Moda döngüleri ve akımları, onar yıllık zaman dilimlerine göre değerlendirilir. Çağın ruhunun yansıması, tasarımlarda, moda fotoğraflarında ve reklamlarda görünür hale gelir. Buna bağlı olarak da bir kadın arketipi ortaya çıkar. Özellikle moda fotoğrafları, bu arketipin yaratılmasında, yayılmasında ve bununla beraber güzellik ve beden ideallerinin yerleşmesinde önemli bir rol üstlenir. Aslında bu fotoğraflar 20. yüzyılın başlarından beri moda basınında yer alıyor. Önceleri giysiler, illustrasyonlar aracılığıyla dergi sayfalarını süslerdi. 1900’lerde, Edward Steichen ve Baron Adolf de Meyer’in Vogue Amerika için çektikleri moda fotoğraflarını, modanın algılanması açısından milat kabul edebiliriz. Çünkü tasarımları kimi zaman toplumun kaymak tabakasına mensup kadınların, kimi zaman da modellerin üzerinde görmek dergi okuru için bir yenilikti. Zamanla kanıksanacak bir yenilik.
Annie Leibovitz'in Women adlı kitabından bir kare. |
Peki kadınlar moda fotoğraflarına baktıklarında sadece kıyafetleri mi görürler? Fotoğraflar bize kıyafetten öte, onu sergileyen ve seyreden özneler hakkında neler söyler? Moda fotoğrafları da çeken Amerikalı fotoğrafçı Annie Leibovitz’in astronottan film yıldızına, Amerika’nın first lady’sinden madenciye farklı meslek gruplarından kadınları fotoğrafladığı bir seriyi topladığı Women adlı kitabının önsözünde, sevgilisi Susan Sontag şöyle yazar: “Kimse kadınların fotoğraflarının bulunduğu bir kitaba, kadınların alımlı olup olmadıklarını fark etmeden bakmaz. Dişil olmak, çoğunlukla hissedilen tanımına göre alımlı olmak ya da kişinin alımlı olmak için elinden geleni yapması, cezbetmesi demektir. (Eril olmanın güçlü olmak anlamına geldiği gibi.) Bu buyruğu tamamen hiçe saymak mümkünse de, hiçbir kadının bunun farkında olmaması mümkün değildir. Bir erkeğin dış görünüşüyle bir hayli uğraşması zayıflık addedilirken, bir kadının ‘yeteri kadar’ uğraşmaması ahlaki bir kusurdur. (...) Gençlik ve zayıflık gibi dış görünüşe dair idealler büyük ölçüde fotoğrafın imgeleriyle yaratılır ve dayatılır.”[2]
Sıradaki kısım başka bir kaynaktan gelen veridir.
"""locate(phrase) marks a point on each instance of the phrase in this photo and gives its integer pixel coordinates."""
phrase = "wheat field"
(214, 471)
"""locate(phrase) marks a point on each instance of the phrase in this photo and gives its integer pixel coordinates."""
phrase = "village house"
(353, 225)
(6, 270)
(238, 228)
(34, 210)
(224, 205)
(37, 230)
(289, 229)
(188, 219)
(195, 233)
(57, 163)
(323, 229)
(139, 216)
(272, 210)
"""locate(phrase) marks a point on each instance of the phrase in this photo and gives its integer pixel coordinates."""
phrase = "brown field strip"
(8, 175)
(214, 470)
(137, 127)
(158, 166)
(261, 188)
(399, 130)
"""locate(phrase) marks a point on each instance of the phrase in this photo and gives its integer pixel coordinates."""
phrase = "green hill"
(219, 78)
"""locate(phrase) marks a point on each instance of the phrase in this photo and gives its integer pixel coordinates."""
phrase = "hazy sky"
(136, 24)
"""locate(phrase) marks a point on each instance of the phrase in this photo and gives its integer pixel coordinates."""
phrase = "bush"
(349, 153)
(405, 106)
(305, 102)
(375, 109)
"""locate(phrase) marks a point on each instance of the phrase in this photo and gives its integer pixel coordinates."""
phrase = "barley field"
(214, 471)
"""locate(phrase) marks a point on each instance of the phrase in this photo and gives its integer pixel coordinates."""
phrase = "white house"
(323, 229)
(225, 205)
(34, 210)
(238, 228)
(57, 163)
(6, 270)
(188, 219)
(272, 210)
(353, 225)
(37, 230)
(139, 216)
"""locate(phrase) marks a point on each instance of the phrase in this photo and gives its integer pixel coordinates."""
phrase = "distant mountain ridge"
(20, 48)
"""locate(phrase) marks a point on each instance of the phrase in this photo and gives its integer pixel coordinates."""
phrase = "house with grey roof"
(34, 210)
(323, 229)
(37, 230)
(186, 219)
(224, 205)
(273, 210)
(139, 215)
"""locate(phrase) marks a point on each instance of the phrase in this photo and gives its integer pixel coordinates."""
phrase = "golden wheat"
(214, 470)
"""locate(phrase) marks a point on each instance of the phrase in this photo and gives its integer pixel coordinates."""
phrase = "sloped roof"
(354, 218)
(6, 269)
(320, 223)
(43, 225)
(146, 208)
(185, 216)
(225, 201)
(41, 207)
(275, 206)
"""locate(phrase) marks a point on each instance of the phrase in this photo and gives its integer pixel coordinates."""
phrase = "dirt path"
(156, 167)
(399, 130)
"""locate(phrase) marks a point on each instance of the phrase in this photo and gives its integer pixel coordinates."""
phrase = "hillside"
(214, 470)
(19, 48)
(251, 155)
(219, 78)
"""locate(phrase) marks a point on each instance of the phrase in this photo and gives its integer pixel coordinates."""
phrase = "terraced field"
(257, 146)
Sontag’ın söylediklerini moda fotoğrafları ve beden algısı bağlamında da düşünebiliriz. Tarihsel olarak kadının bedenle ve doğayla, erkeğin akılla ve kültürle bir tutulmasından ötürü kadın bedeni hep daha fazla anlam taşımıştır. Bu ayrım aynı zamanda, toplumsal cinsiyet rollerinin de belirleyicilerindendir. Mesela kadınların bakımlı ve güzel olmaları beklenir. Hatta bu yüzden çocukluğumuzdan itibaren dış görünüşümüzü fazlasıyla önemseyecek şekilde yetiştiriliriz. Büyüdükçe, kendimizi yetersiz hissetmemize yol açan onca şeyden birinin de bedenlerimiz olması şaşırtıcı değildir. Hep bir kusur buluruz kendimizde. Zira kültürel olarak yaratılan ideal kadın imgesi zihnimizin bir köşesinde asılı durur. İstesek de istemesek de kendimizi kıyasladığımız bu imgenin beslenmesinde moda dergileri de etkilidir. Her on yıllık dönemde belirli değişiklikler olmasına rağmen, tektip güzellik algısının kutsandığı moda çekimlerinde 2010’lara gelinene değin beyaz, genç, kusurlardan âzâde, kürdan gibi mankenler ve ünlüler bulundu. Bu profilin dışında kalan kadınlar, dergilerde nadiren yer alabildiler.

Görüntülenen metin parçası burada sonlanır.